TransAlta Corporation (quote: TA) - There might justifiably be doubts about this company's dividend stability. Its payout is currently significantly more than its profits. The market seems to think so as the stock price has actually declined in the past year (see chart below) while the overall market has gone up. As a result its dividend yield is the highest of the top group at 5.5%. An investor is well advised to start reading the company financial reports to figure out what is going on before buying in.
The overall impression the data leaves with this blogger is that currently one gets what one pays for amongst electric power stocks.
What About the Future?
One big question is whether these companies' stock prices are liable to languish since three of the four have far outstripped the one-year price rise of the TSX Composite Index (blue line in chart) as shown in the chart below from TMX Money.
The professional analysts seem to think that's the case as only Canadian Utilities is rated a BUY while the others are given a Hold recommendation in our Returns Market Sentiment table (click on chart image below for details).

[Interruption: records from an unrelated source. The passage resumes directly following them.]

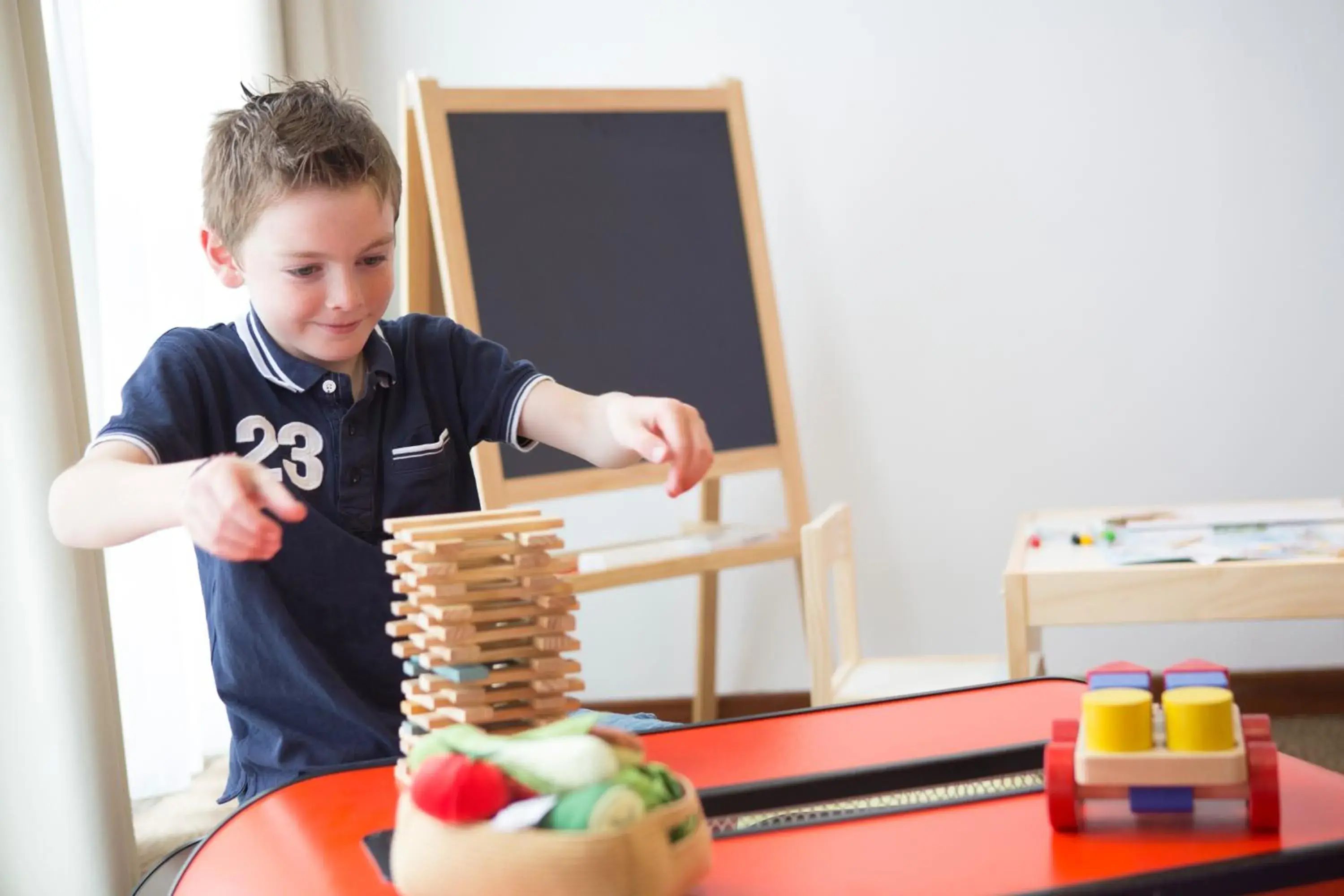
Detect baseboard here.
[585,669,1344,723]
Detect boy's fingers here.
[657,402,691,470]
[214,470,274,533]
[219,517,280,551]
[253,475,308,522]
[613,411,668,463]
[183,505,280,563]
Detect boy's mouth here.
[317,321,363,336]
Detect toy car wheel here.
[1044,741,1078,830]
[1050,719,1078,743]
[1242,713,1273,743]
[1246,740,1278,831]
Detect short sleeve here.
[441,319,550,451]
[89,329,208,463]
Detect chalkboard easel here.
[398,77,808,720]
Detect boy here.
[50,82,712,802]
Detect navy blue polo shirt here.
[94,312,546,802]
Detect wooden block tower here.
[383,510,583,774]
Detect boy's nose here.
[327,273,362,308]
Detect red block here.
[1163,659,1230,680]
[1087,659,1153,684]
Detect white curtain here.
[44,0,358,798]
[0,0,134,896]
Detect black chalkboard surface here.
[446,112,777,478]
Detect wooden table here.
[1003,501,1344,678]
[163,678,1344,896]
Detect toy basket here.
[390,775,710,896]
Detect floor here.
[134,716,1344,876]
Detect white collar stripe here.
[247,313,304,392]
[234,312,304,392]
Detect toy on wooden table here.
[390,698,710,896]
[1044,659,1279,831]
[383,510,583,778]
[384,510,710,896]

The other key issue is whether - as for any stock and company - past performance is likely to be sustained and whether we investors are about to purchase a piece of a business on the upswing or the downswing. The usual essential step of due diligence imposes itself: reading company reports, analyst commentary and investigating other news to form an opinion about those prospects.
TMX Stock Screener - also has a Utilities selector to cross-check lists of potential companies
DRIP blog list - Canadian companies' dividend reinvestment program details with links
Wikipedia list of Canadian electricity companies
Disclaimer: this post is my opinion only and should not be construed as investment advice. Readers should be aware that the above comparisons are not an investment recommendation. They rest on other sources, whose accuracy is not guaranteed and the article may not interpret such results correctly. Do your homework before making any decisions and consider consulting a professional advisor.